Chapter Four: "The Right-Wing Populist Solution: Hunting Where the Ducks Are" (pp. 52-67);
Chapter Five: "Right-Wing Populism and White Evangelicals: Not Unifactorial, Not a Faustian Bargain" (pp. 68-72);
Chapter Six: "The Militarization of God, Manhood, and Politics: A Century in the Making" (pp. 73-93);
Chapter Seven: "White Evangelicals and Minorities: 'God Was the Original Segregationist'" (pp. 94-102);
Chapter Eight: White Evangelicals Not in the Ranks of the Right" (pp. 103-129);
"Concluding Thought" (pp. 130-135);
"Index" (pp. 136-140).
Now, in Pally's Chapter Three: "The American and Evangelical Duress" (pp. 42-51) in her 2022 book, she candidly says, "White evangelicals have decreased as a share of the population, from 23 percent in 2006 to 14.5 percent in 2020 [when President Trump lost the election - thereby presumably enhancing the white evangelical sense of duress]. The median age of evangelicals is 56, making it the most aged religious group in America. '"A real visceral sense,' Robert Jones notes, "of loss of cultural dominance" has set in.' In 2020, 66 percent of white evangelicals felt that Christians face 'a lot' of discrimination in America" (p. 45).
Robert Jones is the author of the book The End of White Christian America (Simon & Schuster, 2016).
For further reading about white evangelicals, see Frances Fitzgerald's book The Evangelicals: The Struggle to Shape America (Simon & Schuster, 2017).

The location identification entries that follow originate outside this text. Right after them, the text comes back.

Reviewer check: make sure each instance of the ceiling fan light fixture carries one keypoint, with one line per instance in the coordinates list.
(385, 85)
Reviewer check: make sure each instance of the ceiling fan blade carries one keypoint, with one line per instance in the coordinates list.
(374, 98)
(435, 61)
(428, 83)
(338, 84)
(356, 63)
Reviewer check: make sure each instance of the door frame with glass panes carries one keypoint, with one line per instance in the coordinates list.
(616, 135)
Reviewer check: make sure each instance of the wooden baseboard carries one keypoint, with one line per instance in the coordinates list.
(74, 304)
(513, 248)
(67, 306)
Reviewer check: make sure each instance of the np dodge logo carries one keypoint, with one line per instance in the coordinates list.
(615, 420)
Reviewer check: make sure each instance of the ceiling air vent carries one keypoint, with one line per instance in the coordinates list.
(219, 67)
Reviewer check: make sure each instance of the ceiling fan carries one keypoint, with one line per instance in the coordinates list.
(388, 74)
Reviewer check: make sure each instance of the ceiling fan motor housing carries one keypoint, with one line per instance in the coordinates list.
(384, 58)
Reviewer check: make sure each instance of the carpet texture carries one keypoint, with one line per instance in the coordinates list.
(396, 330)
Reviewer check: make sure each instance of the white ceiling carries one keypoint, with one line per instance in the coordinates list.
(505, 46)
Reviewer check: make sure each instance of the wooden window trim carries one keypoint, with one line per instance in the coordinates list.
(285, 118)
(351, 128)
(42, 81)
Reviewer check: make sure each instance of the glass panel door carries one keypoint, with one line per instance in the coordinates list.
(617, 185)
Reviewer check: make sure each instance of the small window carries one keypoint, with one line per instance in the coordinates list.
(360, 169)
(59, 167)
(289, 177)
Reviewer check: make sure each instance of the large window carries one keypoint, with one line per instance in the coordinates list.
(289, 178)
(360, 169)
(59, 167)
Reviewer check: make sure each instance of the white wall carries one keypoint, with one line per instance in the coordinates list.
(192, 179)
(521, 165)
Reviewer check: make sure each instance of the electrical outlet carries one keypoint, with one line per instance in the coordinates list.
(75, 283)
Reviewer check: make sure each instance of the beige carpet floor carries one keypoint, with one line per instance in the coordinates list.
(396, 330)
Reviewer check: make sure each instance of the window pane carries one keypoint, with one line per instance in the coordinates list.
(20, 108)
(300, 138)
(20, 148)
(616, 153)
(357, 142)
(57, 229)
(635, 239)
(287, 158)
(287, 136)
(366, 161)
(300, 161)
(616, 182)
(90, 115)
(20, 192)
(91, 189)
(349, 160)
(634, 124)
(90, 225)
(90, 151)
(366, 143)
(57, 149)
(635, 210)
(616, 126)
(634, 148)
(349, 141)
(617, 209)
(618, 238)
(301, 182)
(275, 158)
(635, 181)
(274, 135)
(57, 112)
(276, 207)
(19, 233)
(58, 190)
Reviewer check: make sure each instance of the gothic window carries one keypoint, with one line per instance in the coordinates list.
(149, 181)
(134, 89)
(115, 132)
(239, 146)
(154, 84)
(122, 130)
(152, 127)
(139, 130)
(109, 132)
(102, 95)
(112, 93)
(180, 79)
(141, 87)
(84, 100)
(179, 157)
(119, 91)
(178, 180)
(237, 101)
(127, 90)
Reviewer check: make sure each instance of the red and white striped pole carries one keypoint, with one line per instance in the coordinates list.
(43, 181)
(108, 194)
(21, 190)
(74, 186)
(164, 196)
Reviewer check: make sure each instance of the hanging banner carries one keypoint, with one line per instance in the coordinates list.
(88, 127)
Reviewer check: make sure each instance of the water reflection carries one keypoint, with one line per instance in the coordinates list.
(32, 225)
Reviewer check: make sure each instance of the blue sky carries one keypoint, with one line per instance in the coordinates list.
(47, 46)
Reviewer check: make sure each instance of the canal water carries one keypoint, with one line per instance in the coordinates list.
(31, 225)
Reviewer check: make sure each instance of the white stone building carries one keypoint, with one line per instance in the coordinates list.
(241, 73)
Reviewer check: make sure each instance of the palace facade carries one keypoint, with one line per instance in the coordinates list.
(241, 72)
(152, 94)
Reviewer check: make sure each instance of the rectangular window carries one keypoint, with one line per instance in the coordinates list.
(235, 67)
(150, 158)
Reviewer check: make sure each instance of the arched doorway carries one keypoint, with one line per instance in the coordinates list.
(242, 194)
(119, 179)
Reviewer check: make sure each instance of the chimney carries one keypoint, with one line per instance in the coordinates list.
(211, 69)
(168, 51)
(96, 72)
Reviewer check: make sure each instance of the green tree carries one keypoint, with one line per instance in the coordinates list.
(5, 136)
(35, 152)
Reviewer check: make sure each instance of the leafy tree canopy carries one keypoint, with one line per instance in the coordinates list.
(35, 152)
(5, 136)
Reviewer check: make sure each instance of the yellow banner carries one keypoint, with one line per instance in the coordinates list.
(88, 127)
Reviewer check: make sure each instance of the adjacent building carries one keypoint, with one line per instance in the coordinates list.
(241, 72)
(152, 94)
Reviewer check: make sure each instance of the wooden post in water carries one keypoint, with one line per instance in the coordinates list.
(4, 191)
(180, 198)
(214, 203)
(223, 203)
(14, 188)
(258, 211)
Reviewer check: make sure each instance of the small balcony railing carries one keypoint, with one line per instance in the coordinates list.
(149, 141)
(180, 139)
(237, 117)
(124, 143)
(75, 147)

Now, us-them contrasts, while sharply defined as contrasts, tend to be somewhat flexible in their uses. In Pally's Chapter Seven: "White Evangelicals and Minorities: 'God Was the Original Segregationist'" (pp. 94-102) in her 2022 book, she says, "Historically and today, white evangelical wariness has identified not only African-Americans as 'outsiders' [i.e., as outside their in-group], but the longstanding 'other' of refugees and new immigrants [in the United States]. In the nineteenth century, these included the Irish and other Catholics, the Chinese, those from southern and eastern Europe, Jews, Japanese, and Mexicans. In the twentieth and twenty-first centuries, the focus has been on those from Latin America, Asia, and Muslim-dominated countries. Starting with the 1990 Gulf War, the identification of Islam (rather than Islamist extremism) as an agent of terrorism appeared in the preaching and politics of white evangelical leaders such as James Dobson, Oliver North, and Ted Haggard, founder of the influential New Life Church in Colorado Springs" (p. 98).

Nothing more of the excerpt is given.